A lobectomy is a surgical procedure performed to remove one of the lobes of the lungs. The procedure may be performed when an abnormality has been detected in a specific part of the lung. When only the affected lobe of the lung is removed, the remaining healthy tissue is spared to maintain adequate lung function.
A lobectomy is most often performed during a surgical procedure called a thoracotomy (surgical incision of the chest). There are different kinds of thoracotomies depending on the location of surgical entry and how much lung is removed. Generally, during a lobectomy the incision is made at the level of the affected lobe. The incision is typically made on the front of the chest under the nipple line and extends around the back under the shoulder blade. The surgeon enters the chest cavity through the exposed ribs to remove the lobe.

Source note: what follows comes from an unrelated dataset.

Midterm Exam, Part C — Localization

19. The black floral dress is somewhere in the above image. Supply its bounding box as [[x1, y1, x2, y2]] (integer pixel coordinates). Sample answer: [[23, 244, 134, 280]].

In certain circumstances, a minimally invasive procedure called video-assisted thoracic surgery (VATS) is used to perform a lobectomy. Specialized surgical instruments are inserted into the chest cavity through three or four small incisions. One of the instruments, a thoracoscope, has a tiny camera and transmits the image to a TV-like monitor. The surgeon can view the internal organs on the monitor. Through the remaining incisions, other specialized instruments are inserted and used to perform the procedure. The type of procedure performed will be determined by the surgeon, based on the patient's medical condition and other factors.